S : Concrètement, que sous-entend cette suspension ?
O.I : Cette suspension voudrait dire que les produits burkinabè ne pourront plus entrer aux États-Unis sans droit de douane.
Il faut préciser que ça ne signifie pas une interdiction d’exportation des produits burkinabè vers les États-Unis. Ces produits peuvent toujours entrer aux États-Unis, seulement, ils perdent l’avantage qu’ils avaient en n’étant pas soumis aux taxes douanières.
Naturellement, cela constitue un désavantage pour les producteurs burkinabè par rapport aux autres dont les pays bénéficient toujours de l’AGOA.
S : Quelles sont les conséquences économiques et commerciales d’une telle sanction pour le Burkina ?
O.I : Les conséquences sont d’abord le risque de perdre le marché américain. Les produits burkinabè étant désormais soumis aux droits de douane, ils seront plus chers et cela peut inciter les importateurs américains à ne plus les acheter. Et cela risque de créer des problèmes aux entreprises qui bénéficiaient de ce programme.
Mais il faut noter que rapporté au commerce total du pays, l’impact n’est pas si important parce que de façon globale, le Burkina n’exporte pas beaucoup vers les États-Unis. En plus, ce ne sont pas toutes les exportations burkinabè vers les États-Unis qui bénéficient de l’AGOA.
Selon les chiffres du ministère du Commerce, les exportations AGOA atteignent à peine un milliard de FCFA par an.
Donc, vous voyez que ce n’est pas énorme. Néanmoins, ça reste un manque à gagner mais également des opportunités perdues pour ceux qui voulaient prospecter le marché américain. Et si on ajoute à cela la suspension du Millenium Challenge Account (MCA) décidée lors du coup d’État de janvier 2022, qui dépasse les 200 milliards, ça commence à faire un peu trop.
S : Les USA auraient dû être tolérants vis-à-vis du Burkina, vu que le pays traverse une période difficile, surtout sur le plan sécuritaire ?
O.I : Peut-être ; mais ils ont décidé autrement. Et c’est bien dommage.
S : Les USA ne sont-ils pas allés vite en besogne, en n’accordant pas une période d’observation aux nouvelles autorités de la Transition ?
O.I : Tout à fait, surtout que les nouvelles autorités se sont engagées à respecter le calendrier du retour à l’ordre constitutionnel normal conclu avec la CEDEAO. Mais après tout, je ne pense pas que ça soit la fin du monde.

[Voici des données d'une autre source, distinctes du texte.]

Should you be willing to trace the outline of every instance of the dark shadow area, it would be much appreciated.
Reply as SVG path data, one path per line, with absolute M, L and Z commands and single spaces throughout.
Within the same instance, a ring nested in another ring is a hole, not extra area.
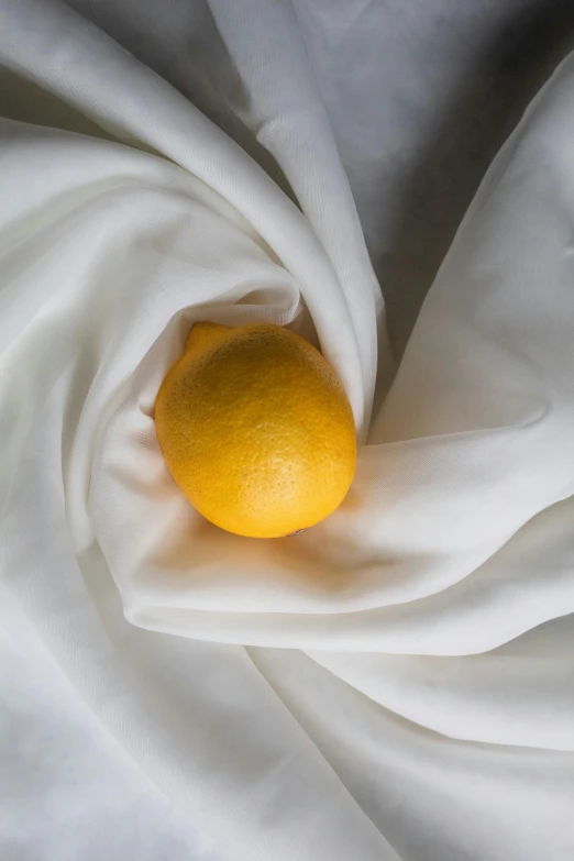
M 573 0 L 536 0 L 508 18 L 461 80 L 405 188 L 389 251 L 374 261 L 397 358 L 492 159 L 572 47 Z

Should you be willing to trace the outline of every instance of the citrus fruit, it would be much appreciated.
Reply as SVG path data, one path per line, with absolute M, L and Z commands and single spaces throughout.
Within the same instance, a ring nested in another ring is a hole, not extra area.
M 330 515 L 356 463 L 353 415 L 311 344 L 271 323 L 196 323 L 155 405 L 157 438 L 208 520 L 278 538 Z

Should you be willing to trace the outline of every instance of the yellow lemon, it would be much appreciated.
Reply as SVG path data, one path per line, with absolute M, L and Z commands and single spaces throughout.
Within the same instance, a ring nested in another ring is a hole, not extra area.
M 251 538 L 313 526 L 344 499 L 356 435 L 322 355 L 271 323 L 196 323 L 155 405 L 169 472 L 208 520 Z

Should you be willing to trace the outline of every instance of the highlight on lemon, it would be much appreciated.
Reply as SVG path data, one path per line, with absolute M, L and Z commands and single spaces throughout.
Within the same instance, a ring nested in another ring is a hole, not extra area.
M 321 353 L 272 323 L 196 323 L 155 405 L 174 479 L 221 529 L 280 538 L 328 517 L 356 465 L 351 406 Z

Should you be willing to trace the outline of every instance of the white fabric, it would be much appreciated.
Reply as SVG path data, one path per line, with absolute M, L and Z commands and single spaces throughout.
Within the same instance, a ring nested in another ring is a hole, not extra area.
M 91 861 L 111 823 L 106 858 L 570 860 L 574 57 L 371 418 L 382 301 L 292 8 L 211 10 L 300 209 L 69 9 L 0 2 L 3 689 L 51 704 L 46 746 L 10 728 L 3 856 Z M 166 472 L 153 404 L 196 319 L 314 328 L 346 386 L 356 482 L 302 537 L 219 532 Z M 92 785 L 45 754 L 73 771 L 85 737 L 114 759 Z

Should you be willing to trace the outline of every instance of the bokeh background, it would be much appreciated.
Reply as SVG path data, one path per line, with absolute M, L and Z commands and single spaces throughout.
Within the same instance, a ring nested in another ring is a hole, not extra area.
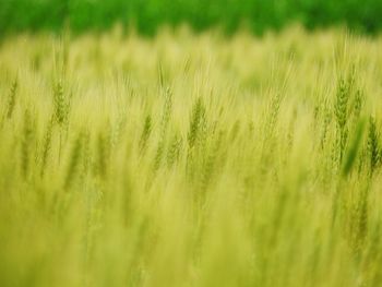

Le Burkina Faso n’est pas le premier pays à être suspendu de l’AGOA. Et comme je l’ai souligné, l’impact global demeure limité. Par ailleurs, les entreprises touchées peuvent travailler à réorienter leurs exportations vers d’autres destinations en attendant.
S : Maintenant que le vin est tiré, que doit faire le Burkina Faso pour réintégrer l’AGOA, mais aussi pour éviter d’autres sanctions ?
O.I : Je pense que les conditions de réintégration sont implicites dans les raisons qui ont été avancées pour justifier la décision de suspension. Il y est fait cas d’absence de progrès démocratique. Donc, le jour où ils estimeront que cela n’est plus le cas, ils réintègreront certainement le pays.